En France, au-delà de la gestion de la crise conjoncturelle des engrais, de la question du prix et de l'accessibilité des engrais, nous devons utiliser les financements du plan France 2030 pour investir fortement dans nos capacités de production d'engrais permettant de moindres émissions de protoxyde d'azote.

S'il suffisait d'une taxe pour changer l'utilisation des engrais, cela se saurait. La flambée des prix des engrais est d'ailleurs probablement un très bon marqueur de leur importance. Dans les prochains mois, nous chercherons à évaluer les conséquences d'éventuelles taxes. Si une telle taxe avait été instaurée au moment où la loi « Climat et résilience » a été votée, elle aurait en réalité été cinq fois plus lourde pour les agriculteurs !

Je ne crois pas que les taxes fassent changer les pratiques. La loi a d'ailleurs non pas instauré une taxe, mais indiqué le chemin pour savoir s'il était pertinent d'établir une nouvelle taxe, et si le Parlement devait se positionner sur ce sujet.

Je pense que c'est par les pratiques culturales que l'on fait avancer les choses : pour gagner en autonomie, je crois beaucoup à la question des protéines, à celle des rotations de cultures, à l'utilisation d'engrais organiques. Je crois beaucoup plus à cet accompagnement qu'à l'idée qu'il suffirait de mettre en place une taxe sur les engrais azotés pour réduire leur utilisation.

Tout ce que l'on fait concernant les protéines, dans le cadre de la PAC et du plan Protéines, est fabuleux. Il faut qu'on produise davantage de protéines et qu'on plante davantage de haies dans notre pays, ce sont mes deux grandes marottes. Cela serait beaucoup plus efficace que de créer de nouvelles taxes.

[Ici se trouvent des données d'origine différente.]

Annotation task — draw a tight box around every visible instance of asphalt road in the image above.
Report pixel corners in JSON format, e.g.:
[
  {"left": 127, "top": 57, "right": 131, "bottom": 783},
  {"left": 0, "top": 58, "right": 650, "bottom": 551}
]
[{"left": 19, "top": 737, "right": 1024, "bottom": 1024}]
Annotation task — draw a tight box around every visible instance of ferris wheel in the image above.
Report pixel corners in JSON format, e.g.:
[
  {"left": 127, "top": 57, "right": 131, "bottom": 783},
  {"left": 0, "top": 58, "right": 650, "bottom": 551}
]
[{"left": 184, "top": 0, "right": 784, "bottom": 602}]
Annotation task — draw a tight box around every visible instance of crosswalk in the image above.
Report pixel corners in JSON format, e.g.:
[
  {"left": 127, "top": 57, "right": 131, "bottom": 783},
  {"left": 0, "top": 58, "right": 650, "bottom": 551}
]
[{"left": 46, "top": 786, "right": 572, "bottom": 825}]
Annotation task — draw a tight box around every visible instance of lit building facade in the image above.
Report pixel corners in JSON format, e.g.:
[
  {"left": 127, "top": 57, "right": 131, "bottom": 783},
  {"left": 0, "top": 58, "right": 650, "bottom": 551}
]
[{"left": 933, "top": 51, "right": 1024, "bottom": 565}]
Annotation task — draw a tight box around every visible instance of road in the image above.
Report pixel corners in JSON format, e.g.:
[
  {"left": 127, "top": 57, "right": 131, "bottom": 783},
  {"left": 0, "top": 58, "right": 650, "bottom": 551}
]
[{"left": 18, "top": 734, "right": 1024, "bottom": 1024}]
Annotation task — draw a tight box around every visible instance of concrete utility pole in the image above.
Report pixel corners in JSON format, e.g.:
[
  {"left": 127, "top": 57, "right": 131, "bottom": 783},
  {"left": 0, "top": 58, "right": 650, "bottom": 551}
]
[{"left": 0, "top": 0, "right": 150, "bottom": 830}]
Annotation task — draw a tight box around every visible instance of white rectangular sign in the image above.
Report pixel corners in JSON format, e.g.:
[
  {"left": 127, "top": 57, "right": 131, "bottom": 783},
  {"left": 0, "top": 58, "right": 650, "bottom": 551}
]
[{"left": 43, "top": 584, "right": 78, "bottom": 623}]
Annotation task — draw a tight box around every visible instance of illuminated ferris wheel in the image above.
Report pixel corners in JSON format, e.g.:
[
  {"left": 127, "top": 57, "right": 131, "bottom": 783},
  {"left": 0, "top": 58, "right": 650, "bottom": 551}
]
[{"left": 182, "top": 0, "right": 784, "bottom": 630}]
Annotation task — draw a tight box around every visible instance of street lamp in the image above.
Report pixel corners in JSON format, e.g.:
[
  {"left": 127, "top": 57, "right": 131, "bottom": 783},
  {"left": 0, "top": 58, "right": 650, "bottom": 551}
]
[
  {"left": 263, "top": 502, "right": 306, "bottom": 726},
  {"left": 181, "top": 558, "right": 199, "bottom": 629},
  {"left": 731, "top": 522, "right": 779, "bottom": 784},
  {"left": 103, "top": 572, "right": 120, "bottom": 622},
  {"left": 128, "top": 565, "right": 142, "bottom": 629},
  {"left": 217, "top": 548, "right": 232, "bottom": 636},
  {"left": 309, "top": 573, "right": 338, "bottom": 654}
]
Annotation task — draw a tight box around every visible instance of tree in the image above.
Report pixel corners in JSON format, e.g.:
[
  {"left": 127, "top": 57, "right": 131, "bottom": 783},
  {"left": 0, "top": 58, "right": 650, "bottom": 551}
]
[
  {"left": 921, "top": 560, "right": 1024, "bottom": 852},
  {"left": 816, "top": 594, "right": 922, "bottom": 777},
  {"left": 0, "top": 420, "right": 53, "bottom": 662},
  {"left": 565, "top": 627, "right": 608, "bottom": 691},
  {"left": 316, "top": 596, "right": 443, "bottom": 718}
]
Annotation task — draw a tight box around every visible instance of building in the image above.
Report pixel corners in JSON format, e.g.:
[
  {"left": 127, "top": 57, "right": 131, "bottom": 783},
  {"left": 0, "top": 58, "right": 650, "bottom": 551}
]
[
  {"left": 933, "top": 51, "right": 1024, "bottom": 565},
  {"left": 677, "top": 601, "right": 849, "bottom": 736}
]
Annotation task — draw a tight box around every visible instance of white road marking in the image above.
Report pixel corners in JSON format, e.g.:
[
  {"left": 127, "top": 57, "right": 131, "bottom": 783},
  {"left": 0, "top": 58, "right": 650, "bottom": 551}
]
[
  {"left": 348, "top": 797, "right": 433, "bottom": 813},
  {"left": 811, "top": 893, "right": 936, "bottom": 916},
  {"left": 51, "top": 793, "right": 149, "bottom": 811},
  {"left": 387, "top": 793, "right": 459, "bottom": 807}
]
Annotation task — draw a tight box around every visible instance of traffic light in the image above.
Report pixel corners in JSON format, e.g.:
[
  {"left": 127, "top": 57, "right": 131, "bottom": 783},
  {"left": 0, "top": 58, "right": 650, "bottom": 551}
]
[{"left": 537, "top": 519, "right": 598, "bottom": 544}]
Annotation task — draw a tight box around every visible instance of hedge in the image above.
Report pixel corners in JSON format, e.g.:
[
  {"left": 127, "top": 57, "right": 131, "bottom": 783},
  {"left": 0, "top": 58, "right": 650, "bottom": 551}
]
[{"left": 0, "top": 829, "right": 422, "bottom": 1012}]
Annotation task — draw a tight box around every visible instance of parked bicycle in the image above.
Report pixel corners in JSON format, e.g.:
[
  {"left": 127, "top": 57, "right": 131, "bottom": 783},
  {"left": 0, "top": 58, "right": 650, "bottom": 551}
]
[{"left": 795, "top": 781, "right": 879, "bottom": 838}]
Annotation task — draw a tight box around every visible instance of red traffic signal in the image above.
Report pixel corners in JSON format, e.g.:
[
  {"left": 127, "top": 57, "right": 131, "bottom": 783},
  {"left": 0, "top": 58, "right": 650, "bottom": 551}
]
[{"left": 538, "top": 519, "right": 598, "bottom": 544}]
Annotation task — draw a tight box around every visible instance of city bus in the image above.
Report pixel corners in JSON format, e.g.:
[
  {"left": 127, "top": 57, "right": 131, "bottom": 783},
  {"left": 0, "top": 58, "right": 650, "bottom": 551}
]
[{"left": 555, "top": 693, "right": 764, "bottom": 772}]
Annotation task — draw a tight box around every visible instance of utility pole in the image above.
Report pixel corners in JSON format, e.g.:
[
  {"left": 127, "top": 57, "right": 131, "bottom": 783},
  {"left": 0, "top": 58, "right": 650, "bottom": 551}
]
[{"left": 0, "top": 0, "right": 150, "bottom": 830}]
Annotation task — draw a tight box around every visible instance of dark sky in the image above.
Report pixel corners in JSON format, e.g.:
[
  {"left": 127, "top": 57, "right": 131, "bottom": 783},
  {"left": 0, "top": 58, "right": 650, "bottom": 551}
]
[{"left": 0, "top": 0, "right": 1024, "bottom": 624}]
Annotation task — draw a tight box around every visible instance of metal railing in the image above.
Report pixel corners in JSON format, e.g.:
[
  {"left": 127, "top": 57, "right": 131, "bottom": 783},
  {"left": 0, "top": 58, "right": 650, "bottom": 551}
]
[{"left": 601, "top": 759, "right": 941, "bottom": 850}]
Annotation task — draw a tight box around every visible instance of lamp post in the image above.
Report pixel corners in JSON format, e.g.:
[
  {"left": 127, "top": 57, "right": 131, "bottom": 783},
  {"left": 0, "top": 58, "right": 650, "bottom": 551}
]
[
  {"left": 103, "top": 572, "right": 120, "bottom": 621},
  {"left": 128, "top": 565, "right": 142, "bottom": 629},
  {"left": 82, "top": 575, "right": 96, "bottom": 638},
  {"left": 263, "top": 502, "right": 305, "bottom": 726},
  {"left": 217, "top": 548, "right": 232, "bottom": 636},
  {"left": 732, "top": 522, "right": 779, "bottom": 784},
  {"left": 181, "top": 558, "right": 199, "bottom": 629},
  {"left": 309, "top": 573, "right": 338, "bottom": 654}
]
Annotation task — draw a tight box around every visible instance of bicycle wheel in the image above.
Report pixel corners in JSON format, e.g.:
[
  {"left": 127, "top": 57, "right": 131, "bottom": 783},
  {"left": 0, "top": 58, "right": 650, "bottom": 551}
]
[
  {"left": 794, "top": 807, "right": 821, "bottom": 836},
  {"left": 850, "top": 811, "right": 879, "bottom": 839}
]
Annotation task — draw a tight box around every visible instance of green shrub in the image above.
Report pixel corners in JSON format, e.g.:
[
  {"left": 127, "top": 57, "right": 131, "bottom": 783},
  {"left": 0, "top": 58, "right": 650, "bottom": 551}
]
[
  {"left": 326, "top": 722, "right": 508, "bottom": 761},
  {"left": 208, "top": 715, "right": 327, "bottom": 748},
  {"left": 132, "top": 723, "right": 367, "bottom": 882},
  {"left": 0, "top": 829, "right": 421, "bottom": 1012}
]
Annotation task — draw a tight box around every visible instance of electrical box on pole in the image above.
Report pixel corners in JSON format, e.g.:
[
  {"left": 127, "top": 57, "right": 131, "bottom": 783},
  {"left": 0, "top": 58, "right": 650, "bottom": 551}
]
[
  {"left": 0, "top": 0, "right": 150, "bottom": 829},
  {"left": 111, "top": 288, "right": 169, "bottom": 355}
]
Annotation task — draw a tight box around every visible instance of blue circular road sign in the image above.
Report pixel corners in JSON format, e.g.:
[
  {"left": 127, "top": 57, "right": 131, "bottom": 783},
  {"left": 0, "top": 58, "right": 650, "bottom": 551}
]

Monsieur Gold, il faut avoir de la détermination concernant la création de stockages d'eau. Sur la gouvernance des PTGE, il faut faire en sorte que la concertation ne dure pas quinze ans. Par une circulaire de 2019, le Premier ministre a annoncé un renforcement du poids du préfet, qui peut limiter dans le temps la concertation.

Enfin, concernant le financement local des PTGE, je suis convaincu que l'État peut aider. Le plan de relance y a tout d'abord consacré 30 millions d'euros, et nous venons d'annoncer une deuxième aide de 13 millions d'euros - d'autres aides seront annoncées dans le cadre du plan France 2030. Mais en définitive, un projet territorial est toujours porté par les acteurs du territoire, et non par l'État, qui doit avoir une vision, planifier, faciliter, financer, permettre d'accélérer les réalisations. Mais ce sont les acteurs du territoire, à l'échelle tant des régions que des échelons plus locaux, qui doivent se réunir, discuter, et se mettre d'accord pour initier le projet.